Ideologies and families
An Appointment with My Brother
By Yi Mun-yol
(Jimoondang, 5,000 won)
Based on author Yi Mun-yol’s personal family history and literary imagination, “An Appointment with My Brother” tells a moving tale of a Korean family separated by the two Koreas’ ideological differences.
The narrator, whose father voluntarily defected to North Korea a few years after the Korean War, is a university professor who teaches history. His father, just like Yi’s real parent, had left him and his siblings for his communist political values. Throughout his life, the narrator missed his father while holding a grudge against him at the same time, suffering from an utter sense of abandonment.
Using his connections and money, the narrator finally tries to arrange a meeting with his father in Yenji, an autonomous district in China. Yet he soon finds out that his father is no longer alive, and meets his half-brother instead.
Through the meeting with his brother, the narrator learns that his father re-married in North Korea and had five children from his second marriage. Yet because it became known that the father had a separate family in South Korea prior to his defection, the family in the North had to endure prejudice and discrimination. Realizing life wasn’t any less hard for his half-siblings in the North, the narrator starts to rediscover his past and who his father really was.

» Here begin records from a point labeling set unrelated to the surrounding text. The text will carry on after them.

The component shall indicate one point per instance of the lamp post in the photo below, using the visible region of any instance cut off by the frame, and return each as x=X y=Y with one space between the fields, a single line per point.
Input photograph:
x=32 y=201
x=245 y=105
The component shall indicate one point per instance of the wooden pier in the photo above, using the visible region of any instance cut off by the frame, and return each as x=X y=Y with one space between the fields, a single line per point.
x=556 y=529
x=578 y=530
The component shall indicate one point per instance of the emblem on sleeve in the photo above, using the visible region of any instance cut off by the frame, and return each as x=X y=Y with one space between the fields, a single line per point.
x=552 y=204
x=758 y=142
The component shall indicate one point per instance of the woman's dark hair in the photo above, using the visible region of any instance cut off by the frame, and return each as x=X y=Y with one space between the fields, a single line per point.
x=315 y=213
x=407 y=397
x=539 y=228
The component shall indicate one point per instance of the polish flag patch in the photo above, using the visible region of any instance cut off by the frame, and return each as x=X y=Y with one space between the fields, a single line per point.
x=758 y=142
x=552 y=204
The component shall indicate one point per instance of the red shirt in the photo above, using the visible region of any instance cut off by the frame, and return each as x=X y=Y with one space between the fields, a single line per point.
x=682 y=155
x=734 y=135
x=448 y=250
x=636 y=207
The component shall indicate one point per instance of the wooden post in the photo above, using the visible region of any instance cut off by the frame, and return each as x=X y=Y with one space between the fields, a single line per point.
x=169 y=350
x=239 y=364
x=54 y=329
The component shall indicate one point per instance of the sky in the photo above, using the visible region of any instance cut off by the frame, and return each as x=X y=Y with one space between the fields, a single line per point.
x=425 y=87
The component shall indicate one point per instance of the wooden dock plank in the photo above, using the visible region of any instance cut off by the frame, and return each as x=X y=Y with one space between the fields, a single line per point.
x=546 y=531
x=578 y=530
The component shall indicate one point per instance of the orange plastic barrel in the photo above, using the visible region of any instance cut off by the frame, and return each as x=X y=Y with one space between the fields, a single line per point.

“An Appointment with My Brother” delicately delves into complex ties between members of Korea’s separated families, including their ideological and cultural differences in spite of their shared blood.
Born in Yeongyang County in North Gyeongsang Province in 1948, Yi studied Korean language education at the Seoul National University. He won numerous awards for his literary works, including the Ho-Am Prize in the Arts and Yi Sang Literary Award. One of his famous works, “Our Twisted Hero” (1987), was made into a movie in 1992 and translated into foreign languages.